Despite a recent federal court directive and pressure from Republican lawmakers to move forward with a review of the stalled Yucca Mountain nuclear-waste repository, the Nuclear Regulatory Commission has not yet decided on its next step. However, the NRC has set in motion a process to help it determine what that future action will be, its chairman says.

The U.S. Circuit Court of Appeals for the District of Columbia ruled on Aug. 13 that NRC violated a federal energy law when it halted its review of a Dept of Energy application to build a nuclear-waste facility beneath Nevada's Yucca Mountain. The court also ordered NRC to restart that evaluation.

Speaking at a Platts Energy Podium meeting on Sept. 11, NRC Chairman Allison M. Macfarlane said the commission and other parties have until Sept. 27 to appeal the court's decision. (Link here to Platts' podcast of the meeting.)

NRC also issued an order on Aug. 30 asking parties to comment by the end of September on how it should proceed with the Yucca Mountain review. NRC also asked its own staff to provide budget information by Sept. 30.

Macfarlane told reporters at the Platts event that she couldn’t say how long it will take the NRC to evaluate those comments. “It depends on, partly, how much information we get and how many people comment," she said. Macfarlane added that the NRC staff then “will have to collate that information and bring it to the commission.”

That information-gathering effort won’t be funded by the $11 million in appropriations the commission has left for the license application review, she said.

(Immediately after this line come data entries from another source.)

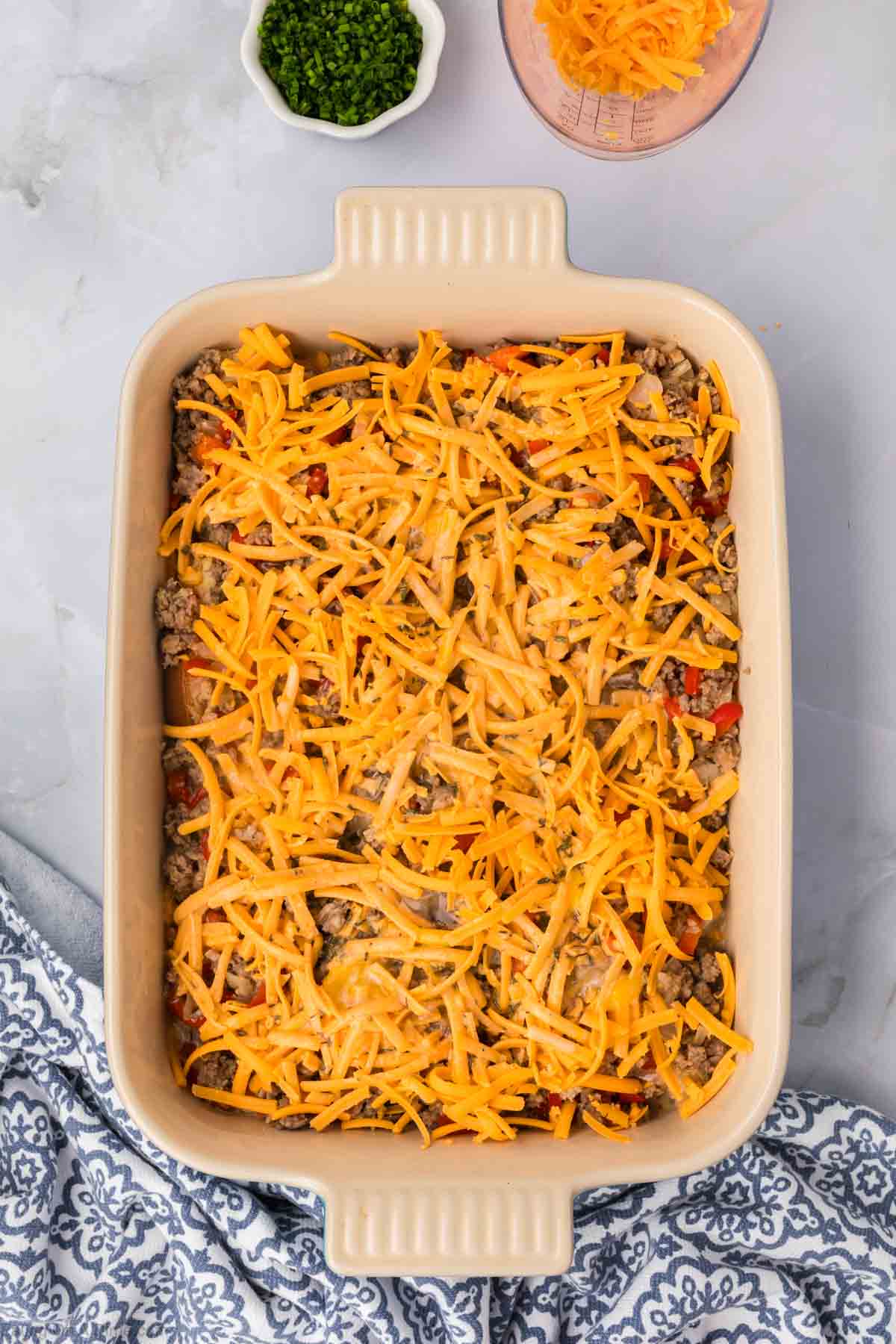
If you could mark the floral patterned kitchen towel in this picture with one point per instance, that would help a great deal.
(105, 1239)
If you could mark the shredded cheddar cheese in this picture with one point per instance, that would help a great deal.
(410, 717)
(632, 46)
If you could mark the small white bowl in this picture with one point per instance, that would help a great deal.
(433, 25)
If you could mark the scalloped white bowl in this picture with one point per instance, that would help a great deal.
(433, 25)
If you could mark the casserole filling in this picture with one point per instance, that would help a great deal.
(450, 650)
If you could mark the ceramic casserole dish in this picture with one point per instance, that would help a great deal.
(480, 265)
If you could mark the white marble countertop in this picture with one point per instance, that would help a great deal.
(137, 164)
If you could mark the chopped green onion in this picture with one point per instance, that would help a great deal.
(341, 60)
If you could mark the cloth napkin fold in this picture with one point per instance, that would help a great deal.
(105, 1239)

A day earlier, Republican members of a House subcommittee grilled Macfarlane about NRC’s course of action on the Yucca Mountain application. Testifying before the Energy and Commerce Committee's subcommittee on the environment and the economy, Macfarlane responded that it would be “inappropriate” to comment because the commission has not yet decided on a plan.

Subcommittee Chairman John Shimkus (R-Ill.) pushed for action. He said, “Electricity consumers and taxpayers have waited 30 years and paid $15 billion to find out whether our independent nuclear-safety regulator concluded that Yucca Mountain would be safe or not."

Shimkus further said that the next step in NRC's process would be to issue a safety evaluation report. Shimkus said, "The NRC has the money to do it. A federal court has ruled that the NRC must proceed."

But the subcommittee’s top Democrat, Paul Tonko (N.Y.), chided the panel's GOP leaders for holding a hearing so soon after the appeals court issued its ruling. “The plan hasn’t been developed yet,” Tonko said.